Figure 2: Batching
If we can batch 27 data units in a single S3 object, the IO cost will be equal to that of DynamoDB — the more the merrier.
Cost of S3 = ($5*X/N) + ($0.4*Y/N) + ($0.021*Z/N)
Where N = number of records batched in a single S3 object.
S3 — The database: S3 can serve higher throughput, thereby masking the effect of higher latency, especially for sequential access. The batching of multiple records in a single object further helps in throughput. But how can an object store be used as a database?
This is exactly the problem that Druva needed to solve; S3 had to become a database.
Potential savings: As mentioned earlier, Druva Data Resiliency Cloud performs frequent random data lookups to find duplicates, and needs a low latency storage for good performance. Some of the data operations need atomic access as well as the ability to perform conditional updates. These scenarios are supported by DynamoDB, and therefore, it’s best to keep such data on DynamoDB.

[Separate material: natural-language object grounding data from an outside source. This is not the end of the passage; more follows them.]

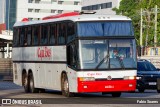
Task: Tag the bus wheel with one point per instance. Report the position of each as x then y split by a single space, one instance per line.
65 86
116 94
32 89
141 90
25 83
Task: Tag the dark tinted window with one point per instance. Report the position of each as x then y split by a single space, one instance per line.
36 34
44 34
29 35
15 37
61 33
53 34
145 66
70 31
22 36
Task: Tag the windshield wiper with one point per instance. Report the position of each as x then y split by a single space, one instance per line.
121 62
100 63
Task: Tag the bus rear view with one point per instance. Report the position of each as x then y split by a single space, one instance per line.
104 57
75 53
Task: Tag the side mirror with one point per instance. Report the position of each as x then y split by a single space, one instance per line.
158 69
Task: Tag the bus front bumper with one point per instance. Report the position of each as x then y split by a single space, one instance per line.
107 86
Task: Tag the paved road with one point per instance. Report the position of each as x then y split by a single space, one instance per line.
54 98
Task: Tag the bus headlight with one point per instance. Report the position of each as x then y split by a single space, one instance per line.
86 79
129 78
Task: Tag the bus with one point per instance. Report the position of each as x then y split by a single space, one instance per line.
75 53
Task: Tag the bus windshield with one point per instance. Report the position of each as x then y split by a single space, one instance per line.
109 28
107 54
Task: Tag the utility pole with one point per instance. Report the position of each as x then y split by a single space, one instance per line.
155 28
141 27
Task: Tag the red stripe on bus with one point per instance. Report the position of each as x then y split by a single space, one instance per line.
106 86
61 15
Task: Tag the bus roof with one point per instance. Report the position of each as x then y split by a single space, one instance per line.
77 18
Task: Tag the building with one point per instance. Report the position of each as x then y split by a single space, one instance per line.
37 9
101 6
8 13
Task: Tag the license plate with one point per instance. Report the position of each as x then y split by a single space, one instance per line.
152 83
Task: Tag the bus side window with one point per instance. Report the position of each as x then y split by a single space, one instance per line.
36 34
44 34
72 55
70 31
53 34
29 35
15 36
22 34
61 33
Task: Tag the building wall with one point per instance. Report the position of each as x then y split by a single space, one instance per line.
10 17
37 9
101 10
2 11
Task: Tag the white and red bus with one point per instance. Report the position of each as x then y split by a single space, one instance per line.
75 53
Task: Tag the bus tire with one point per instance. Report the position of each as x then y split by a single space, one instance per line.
25 82
32 88
116 94
65 86
141 90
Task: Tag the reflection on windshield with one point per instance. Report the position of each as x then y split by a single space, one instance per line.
107 54
145 66
109 28
122 54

The infrequently and sequentially accessed data, like some metadata, is a good candidate to be moved to S3. Our access patterns suggested that close to 50% of the total contents from DynamoDB could be moved to S3. This would reduce the cost of DynamoDB by half.
DynamoDB = ($0.180*X/2) + ($0.036*Y/2) + ($0.25*Z/2)

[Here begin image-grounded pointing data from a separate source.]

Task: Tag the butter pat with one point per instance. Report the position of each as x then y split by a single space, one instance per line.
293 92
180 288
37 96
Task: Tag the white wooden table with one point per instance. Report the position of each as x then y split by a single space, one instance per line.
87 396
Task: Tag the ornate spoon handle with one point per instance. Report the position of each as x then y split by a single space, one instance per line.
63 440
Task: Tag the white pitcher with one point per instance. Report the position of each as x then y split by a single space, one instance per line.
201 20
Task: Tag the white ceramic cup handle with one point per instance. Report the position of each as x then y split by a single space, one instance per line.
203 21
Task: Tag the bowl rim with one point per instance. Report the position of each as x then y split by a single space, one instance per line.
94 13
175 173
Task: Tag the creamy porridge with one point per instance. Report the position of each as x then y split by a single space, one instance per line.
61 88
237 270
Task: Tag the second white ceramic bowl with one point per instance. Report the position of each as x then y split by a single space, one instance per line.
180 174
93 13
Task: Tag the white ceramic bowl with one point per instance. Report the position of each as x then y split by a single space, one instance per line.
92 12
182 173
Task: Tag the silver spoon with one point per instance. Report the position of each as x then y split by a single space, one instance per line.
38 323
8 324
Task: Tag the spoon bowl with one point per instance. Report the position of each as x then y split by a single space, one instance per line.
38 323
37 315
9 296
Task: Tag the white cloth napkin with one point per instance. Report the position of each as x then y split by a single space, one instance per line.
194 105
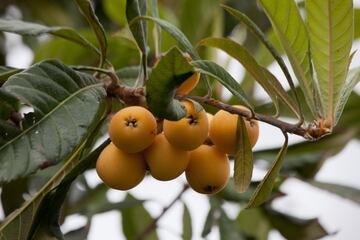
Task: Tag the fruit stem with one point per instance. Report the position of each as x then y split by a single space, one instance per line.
313 132
152 226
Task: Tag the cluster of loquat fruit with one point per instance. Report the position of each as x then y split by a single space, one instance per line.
137 147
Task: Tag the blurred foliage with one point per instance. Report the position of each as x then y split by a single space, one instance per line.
197 20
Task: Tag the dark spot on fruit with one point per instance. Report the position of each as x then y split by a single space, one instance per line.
210 189
192 120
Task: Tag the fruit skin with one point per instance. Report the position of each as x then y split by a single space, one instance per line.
208 170
222 130
132 129
189 132
120 170
189 84
165 161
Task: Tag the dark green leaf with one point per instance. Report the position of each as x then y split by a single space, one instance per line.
34 29
306 158
290 29
12 195
18 224
219 73
270 84
330 26
6 72
134 220
189 14
176 34
350 193
169 73
243 166
115 10
295 228
136 8
46 220
89 13
263 38
228 228
77 234
65 104
265 187
352 79
187 226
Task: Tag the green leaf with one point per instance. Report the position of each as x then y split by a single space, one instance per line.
115 10
265 187
34 29
187 227
175 33
305 159
330 24
263 38
189 14
169 73
46 220
136 8
350 193
6 72
270 84
243 166
135 220
65 105
290 28
89 13
18 224
254 223
352 79
8 104
219 73
295 228
228 229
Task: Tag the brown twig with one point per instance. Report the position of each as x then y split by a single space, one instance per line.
136 96
152 226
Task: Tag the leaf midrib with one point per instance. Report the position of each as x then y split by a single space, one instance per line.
61 104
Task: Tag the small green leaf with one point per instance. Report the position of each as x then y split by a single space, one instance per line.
219 73
352 79
330 24
187 227
169 73
175 33
228 229
135 219
290 29
243 166
115 10
6 72
265 187
89 13
350 193
65 104
34 29
134 9
270 84
263 38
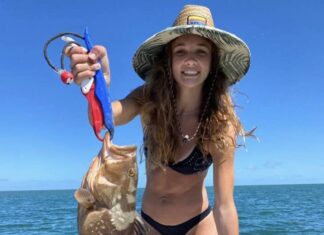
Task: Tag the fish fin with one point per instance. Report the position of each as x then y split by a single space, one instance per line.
139 226
85 198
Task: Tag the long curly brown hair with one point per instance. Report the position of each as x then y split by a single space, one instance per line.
159 118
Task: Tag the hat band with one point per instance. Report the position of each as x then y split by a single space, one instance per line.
196 20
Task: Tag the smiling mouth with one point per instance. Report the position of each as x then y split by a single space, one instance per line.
190 73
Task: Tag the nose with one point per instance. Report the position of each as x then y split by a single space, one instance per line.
190 60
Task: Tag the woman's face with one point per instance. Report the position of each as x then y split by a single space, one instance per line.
191 60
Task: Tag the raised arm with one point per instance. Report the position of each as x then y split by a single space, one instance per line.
225 212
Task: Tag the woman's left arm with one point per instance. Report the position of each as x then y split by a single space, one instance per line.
225 213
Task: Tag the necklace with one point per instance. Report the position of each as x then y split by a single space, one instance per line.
185 137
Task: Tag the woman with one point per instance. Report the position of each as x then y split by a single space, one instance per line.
188 120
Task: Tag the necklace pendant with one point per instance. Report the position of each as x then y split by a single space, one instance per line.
185 139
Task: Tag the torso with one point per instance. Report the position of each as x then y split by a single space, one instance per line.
171 197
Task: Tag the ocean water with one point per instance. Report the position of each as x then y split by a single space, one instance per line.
264 210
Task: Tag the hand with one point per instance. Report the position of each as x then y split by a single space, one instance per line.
84 65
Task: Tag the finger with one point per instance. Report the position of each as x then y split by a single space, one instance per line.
78 59
100 53
74 49
83 67
82 71
79 77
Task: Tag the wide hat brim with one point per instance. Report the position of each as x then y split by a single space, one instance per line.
234 54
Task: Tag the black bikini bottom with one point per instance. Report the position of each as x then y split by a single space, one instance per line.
179 229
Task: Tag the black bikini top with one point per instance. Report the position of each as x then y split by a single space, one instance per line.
192 164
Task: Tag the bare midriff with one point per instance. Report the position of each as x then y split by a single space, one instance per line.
172 198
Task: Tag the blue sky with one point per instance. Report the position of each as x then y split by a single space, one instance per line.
47 143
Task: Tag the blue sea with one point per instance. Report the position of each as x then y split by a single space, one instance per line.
271 209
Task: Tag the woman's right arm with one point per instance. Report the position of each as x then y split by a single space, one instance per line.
84 66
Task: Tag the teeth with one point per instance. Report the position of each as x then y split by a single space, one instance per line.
190 72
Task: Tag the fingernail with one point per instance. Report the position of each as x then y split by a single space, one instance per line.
92 56
97 66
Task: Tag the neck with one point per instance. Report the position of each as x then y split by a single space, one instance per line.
188 101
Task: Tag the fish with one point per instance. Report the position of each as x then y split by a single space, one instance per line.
107 195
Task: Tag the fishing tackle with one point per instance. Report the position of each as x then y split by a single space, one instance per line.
94 89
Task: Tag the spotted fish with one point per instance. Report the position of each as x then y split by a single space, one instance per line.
107 197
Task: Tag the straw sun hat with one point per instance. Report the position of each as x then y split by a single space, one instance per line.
193 19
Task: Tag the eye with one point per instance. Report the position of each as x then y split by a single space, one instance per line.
202 52
179 52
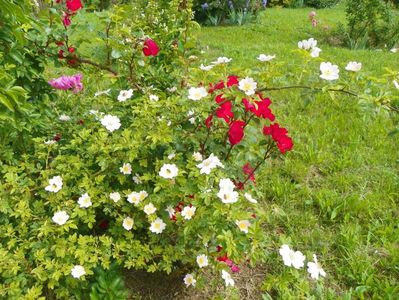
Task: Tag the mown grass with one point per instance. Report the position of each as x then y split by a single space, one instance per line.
337 193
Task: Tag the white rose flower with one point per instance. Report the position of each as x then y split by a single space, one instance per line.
210 163
99 93
125 95
353 66
226 184
149 209
60 217
84 201
265 58
291 257
171 211
206 68
202 260
189 280
55 184
243 225
157 226
128 223
154 98
329 71
64 118
136 198
136 179
197 156
227 278
222 60
247 85
78 271
249 198
228 196
196 94
315 270
126 169
168 171
115 196
188 212
315 52
112 123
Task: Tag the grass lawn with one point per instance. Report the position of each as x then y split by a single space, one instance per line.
337 194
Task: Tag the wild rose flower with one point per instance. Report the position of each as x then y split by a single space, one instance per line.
157 226
291 257
247 85
202 260
206 68
210 163
137 197
197 156
188 212
115 196
196 94
55 184
222 60
250 198
315 270
149 209
236 132
67 83
110 122
228 280
307 44
189 280
329 71
66 21
78 271
225 112
74 5
169 171
60 217
353 66
64 118
315 52
84 201
265 58
128 223
125 95
243 225
150 48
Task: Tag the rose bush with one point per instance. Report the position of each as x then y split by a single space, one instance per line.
156 172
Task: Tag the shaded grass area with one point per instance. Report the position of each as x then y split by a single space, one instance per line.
337 194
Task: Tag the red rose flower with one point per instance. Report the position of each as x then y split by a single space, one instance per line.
249 171
279 135
224 111
232 80
150 48
74 5
236 132
208 121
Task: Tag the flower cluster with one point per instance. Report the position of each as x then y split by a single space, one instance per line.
66 83
296 259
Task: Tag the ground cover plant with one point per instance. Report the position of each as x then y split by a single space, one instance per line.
270 151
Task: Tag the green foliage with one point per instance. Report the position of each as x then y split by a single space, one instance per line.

At the same time, it will result into the cost of S3 as (assuming batching of 50 records):
Cost of S3 = ($5*(X/2)/50) + ($0.4*(Y/2)/50) + ($0.021*Z/2)

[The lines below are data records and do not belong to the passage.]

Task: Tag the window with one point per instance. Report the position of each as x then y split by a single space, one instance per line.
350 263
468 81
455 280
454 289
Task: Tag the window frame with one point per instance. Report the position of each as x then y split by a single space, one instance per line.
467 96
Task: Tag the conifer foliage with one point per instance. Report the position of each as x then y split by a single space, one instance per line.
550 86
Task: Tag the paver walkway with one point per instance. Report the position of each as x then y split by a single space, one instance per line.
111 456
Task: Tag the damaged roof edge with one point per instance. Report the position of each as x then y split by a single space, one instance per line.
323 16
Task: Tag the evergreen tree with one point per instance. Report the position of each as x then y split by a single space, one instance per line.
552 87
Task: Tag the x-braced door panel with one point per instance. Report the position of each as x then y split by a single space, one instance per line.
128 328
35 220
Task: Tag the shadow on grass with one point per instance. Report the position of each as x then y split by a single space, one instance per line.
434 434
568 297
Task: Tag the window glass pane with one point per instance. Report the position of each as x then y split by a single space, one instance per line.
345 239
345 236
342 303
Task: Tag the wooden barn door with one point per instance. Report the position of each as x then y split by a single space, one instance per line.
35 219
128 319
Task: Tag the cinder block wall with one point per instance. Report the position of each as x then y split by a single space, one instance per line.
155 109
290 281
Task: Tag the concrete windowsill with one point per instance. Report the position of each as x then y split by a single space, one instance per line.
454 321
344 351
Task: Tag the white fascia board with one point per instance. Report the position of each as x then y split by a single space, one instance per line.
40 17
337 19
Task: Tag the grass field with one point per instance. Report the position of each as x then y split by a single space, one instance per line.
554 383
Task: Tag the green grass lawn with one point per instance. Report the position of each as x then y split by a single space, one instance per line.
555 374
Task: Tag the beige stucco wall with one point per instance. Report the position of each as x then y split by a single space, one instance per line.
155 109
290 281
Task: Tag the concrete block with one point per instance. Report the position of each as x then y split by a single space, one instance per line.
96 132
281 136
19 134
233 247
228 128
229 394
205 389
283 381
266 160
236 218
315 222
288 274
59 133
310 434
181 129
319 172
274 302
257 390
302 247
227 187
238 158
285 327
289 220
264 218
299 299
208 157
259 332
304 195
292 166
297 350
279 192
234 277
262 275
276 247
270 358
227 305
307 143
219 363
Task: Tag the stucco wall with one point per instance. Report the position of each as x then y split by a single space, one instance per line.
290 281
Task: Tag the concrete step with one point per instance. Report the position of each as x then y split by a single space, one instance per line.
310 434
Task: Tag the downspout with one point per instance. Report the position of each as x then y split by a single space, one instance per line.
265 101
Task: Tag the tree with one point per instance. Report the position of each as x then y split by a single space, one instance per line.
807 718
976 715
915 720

Since storage drove the overall cost, we were convinced about the savings. Further, our study showed 50 data units could be fit into a single S3 object, resulting in cost-effective IO access.
Implementation
Druva Data Resiliency Cloud protects petabytes of data from millions of devices, and the corresponding metadata is huge. To serve such large amounts of data, any database should be able to:
- Store and retrieve values efficiently
- Scale capacity on demand
- Scale performance on demand
- Be cost effective
The most important component of a database is its index — which is used to search data. This is maintained in sorted order for quick retrieval of information. If this index becomes huge, it starts to cause slower operations. Once written to S3, frequent updating and re-writing of the index can get expensive, as IOs on S3 are costlier. Therefore, it is better to create a new index for bulk data before merging with the existing index.